Letters is the second episode of the ninth season of M*A*S*H, and it’s kind of a doozy. It reminds me a lot of my previously discussed Baby, It’s Cold Outside, as it has a larger plot comprising smaller stories. In that episode, it was how the cold impacted the M*A*S*H; in this one, it’s letters. It has a blend of humor but a lot of sadness and presents all involved with a very difficult reality that they must face.
The show opens with heavy rain, and most of the characters respond fairly poorly to it. Only Potter, who insists it’s not as bad as what he faced while in the trenches, and Klinger seem to not be put out by it. Klinger comes with mail, and Hawkeye is given a parcel full of letters. A teacher friend of his responded to his writing about how boring it can be by having her class write to them. Hawkeye hands out letters to everybody, and when Father Mulcahy reads his first, asking about having saved lives, he wants to trade. Hawkeye says no, that they must answer the letters given, and reminds Mulcahy that he did, in fact, save a dog who was drinking too much. Many of the characters are shown reflecting on something in the past while answering their letters.
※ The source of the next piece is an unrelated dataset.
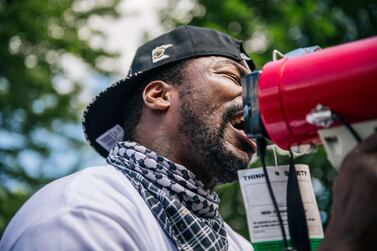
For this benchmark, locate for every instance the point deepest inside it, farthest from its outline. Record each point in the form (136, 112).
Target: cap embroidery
(244, 56)
(158, 53)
Most of the letters they answer give the audience something amusing. Potter recounts a story of trying to shoot hoops, but then the whole camp gets overly enthusiastic about him breaking a record. Mulcahy’s own story is him letting the dog drink enough to get sick, and the dog is then afraid of alcohol. Klinger talks about trying to make extra money while working there. Charles, who at first refuses to participate, spends his time being rather insulting to the children who wrote, of course.
Margret has a fairly sad moment, though, remembering a soldier that was dying as she stayed by his side and let him believe he would be okay to talk to him through his final hours.
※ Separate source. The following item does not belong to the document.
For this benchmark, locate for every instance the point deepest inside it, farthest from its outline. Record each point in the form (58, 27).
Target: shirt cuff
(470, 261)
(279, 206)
Hawkeye is hit with a whammy, though. He receives a letter from a boy who tells Hawkeye that he hates them because his brother was wounded, was fixed at a M*A*S*H, then went back to fight and died. Hawkeye, BJ, and Charles are all visibly distressed and hit with the reality that, yes, they do, in fact, fix soldiers up to send them to their death.
When Hawkeye goes to Mulcahy for help, Mulcahy says he is going to honor Hawkeye’s rule that they can’t exchange letters. Not because he is insensitive to Hawkeye’s distress but because he believes that how Hawkeye answers the boy is important to both of them.
We flash back and forth between the stories and Hawkeye’s struggle with the letter.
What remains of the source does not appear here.